Most of chinese cutters does not have REAL USB interface. It is a USB-Serial adapter integrated into the cutter. Windows 10 and 7 automatically recognise the device. Check your device manager for the port number. On Your software set your cutter Serial port number you find on device manager. for MAC users search for 'CH341 mac driver'. If you still need driver, Download and Install 'Sure Cuts a Lot' there are shared Drivers in the "C:\Program Files\Craft Edge\Sure Cuts A Lot 5 Pro\Drivers" folder for all chinese models.


----------



## hawaiianphatboy (Apr 28, 2008)

I believe you may have some luck like suggested with the USCutter. Look for the MH model drivers. I think those should work for you.

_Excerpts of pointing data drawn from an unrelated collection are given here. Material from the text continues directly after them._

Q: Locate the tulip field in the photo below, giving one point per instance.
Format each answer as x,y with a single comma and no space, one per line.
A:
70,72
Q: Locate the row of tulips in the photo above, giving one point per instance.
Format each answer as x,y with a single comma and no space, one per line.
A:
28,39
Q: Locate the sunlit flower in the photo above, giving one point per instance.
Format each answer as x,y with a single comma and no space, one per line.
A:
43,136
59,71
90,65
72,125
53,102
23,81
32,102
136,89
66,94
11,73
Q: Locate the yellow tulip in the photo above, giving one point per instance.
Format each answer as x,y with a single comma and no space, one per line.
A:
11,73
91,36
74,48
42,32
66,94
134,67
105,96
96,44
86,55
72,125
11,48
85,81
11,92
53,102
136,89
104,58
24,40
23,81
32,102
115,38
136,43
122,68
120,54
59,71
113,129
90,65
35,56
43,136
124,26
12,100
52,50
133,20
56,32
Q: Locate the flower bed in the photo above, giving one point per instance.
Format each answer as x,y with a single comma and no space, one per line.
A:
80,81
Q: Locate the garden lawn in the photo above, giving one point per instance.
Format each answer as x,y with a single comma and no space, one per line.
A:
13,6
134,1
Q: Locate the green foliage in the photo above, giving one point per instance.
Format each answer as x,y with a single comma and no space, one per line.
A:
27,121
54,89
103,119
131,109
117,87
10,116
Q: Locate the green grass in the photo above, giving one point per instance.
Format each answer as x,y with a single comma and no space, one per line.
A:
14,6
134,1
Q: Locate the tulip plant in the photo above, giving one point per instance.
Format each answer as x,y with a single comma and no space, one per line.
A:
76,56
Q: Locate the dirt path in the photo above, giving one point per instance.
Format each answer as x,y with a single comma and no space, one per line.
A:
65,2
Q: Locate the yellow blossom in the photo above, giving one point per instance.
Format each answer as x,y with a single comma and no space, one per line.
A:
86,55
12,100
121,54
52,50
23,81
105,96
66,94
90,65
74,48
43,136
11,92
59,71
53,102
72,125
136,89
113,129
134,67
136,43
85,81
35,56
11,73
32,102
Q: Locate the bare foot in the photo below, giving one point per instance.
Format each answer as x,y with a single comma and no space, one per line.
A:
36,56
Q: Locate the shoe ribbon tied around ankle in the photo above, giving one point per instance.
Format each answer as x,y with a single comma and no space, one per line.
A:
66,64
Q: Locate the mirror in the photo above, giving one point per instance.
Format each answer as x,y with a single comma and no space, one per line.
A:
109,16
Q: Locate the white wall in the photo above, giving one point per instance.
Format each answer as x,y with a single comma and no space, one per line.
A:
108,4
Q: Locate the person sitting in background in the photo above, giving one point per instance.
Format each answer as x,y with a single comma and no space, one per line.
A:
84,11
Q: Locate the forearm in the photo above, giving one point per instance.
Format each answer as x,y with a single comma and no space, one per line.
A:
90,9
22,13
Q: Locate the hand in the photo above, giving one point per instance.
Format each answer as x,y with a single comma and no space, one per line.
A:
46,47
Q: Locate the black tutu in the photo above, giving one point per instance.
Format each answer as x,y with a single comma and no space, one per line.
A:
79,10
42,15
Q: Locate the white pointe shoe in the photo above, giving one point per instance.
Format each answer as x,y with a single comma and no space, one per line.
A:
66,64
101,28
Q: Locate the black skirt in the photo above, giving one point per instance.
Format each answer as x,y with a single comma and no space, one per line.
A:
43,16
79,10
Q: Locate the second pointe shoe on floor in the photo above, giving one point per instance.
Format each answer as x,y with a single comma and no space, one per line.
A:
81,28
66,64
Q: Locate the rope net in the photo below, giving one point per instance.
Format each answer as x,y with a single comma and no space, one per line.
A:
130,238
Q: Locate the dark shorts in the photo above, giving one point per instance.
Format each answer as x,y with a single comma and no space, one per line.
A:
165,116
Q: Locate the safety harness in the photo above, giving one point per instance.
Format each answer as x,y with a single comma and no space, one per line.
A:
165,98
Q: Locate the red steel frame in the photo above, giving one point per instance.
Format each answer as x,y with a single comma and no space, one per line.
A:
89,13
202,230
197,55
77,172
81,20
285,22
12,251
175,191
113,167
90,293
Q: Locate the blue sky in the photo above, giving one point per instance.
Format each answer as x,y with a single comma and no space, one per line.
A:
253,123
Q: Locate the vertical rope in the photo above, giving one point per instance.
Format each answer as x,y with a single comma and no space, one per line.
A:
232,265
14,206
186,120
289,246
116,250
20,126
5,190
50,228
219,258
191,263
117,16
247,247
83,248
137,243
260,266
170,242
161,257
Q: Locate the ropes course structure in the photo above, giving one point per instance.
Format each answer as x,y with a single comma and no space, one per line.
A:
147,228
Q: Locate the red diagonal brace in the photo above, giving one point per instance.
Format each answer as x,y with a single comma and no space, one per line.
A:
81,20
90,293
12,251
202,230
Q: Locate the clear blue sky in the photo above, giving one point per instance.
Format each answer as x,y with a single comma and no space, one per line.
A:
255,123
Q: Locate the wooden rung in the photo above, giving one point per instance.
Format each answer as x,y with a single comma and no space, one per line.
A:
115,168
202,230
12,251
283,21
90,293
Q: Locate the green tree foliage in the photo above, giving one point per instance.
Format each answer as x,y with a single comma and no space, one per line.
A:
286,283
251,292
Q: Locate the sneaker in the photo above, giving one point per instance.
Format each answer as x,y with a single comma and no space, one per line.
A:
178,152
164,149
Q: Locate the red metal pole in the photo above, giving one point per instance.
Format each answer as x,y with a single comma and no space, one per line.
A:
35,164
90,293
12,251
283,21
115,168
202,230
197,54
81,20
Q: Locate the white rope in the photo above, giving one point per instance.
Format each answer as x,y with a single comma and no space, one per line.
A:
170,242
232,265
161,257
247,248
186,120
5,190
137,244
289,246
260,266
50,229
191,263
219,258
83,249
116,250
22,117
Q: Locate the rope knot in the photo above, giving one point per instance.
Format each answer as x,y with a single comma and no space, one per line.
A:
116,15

Good luck.


----------



## chrisevans (Nov 14, 2020)

Hi all thanks for all the help none of the uscutter drivers worked i finally got there in the end and now have a working plotter once again i think it was a refine eh/mh721 if anyone needs the driver I can send it no problem


----------



## michellepatrik (Jan 8, 2012)

chrisevans said:


> Hi all thanks for all the help none of the uscutter drivers worked i finally got there in the end and now have a working plotter once again i think it was a refine eh/mh721 if anyone needs the driver I can send it no problem


Hi , I need this driver please , if you could send me the driver, high;ly apreciated. Thank you


----------



## Silvi (Jun 11, 2019)

michellepatrik said:


> Hi , I need this driver please , if you could send me the driver, high;ly apreciated. Thank you


Search Google for "ArtCut" software. To find the free copy you can download. This software supports most plotter drivers, including Chinese plotters.


----------



## Fahdiel (Jun 4, 2021)

Hi I need that drivers please


----------



## Silvi (Jun 11, 2019)

Fahdiel said:


> Hi I need that drivers please


Search Google for *"ArtCut" software*. To find the free copy you can download. This software supports most plotter drivers, including Chinese plotters.


----------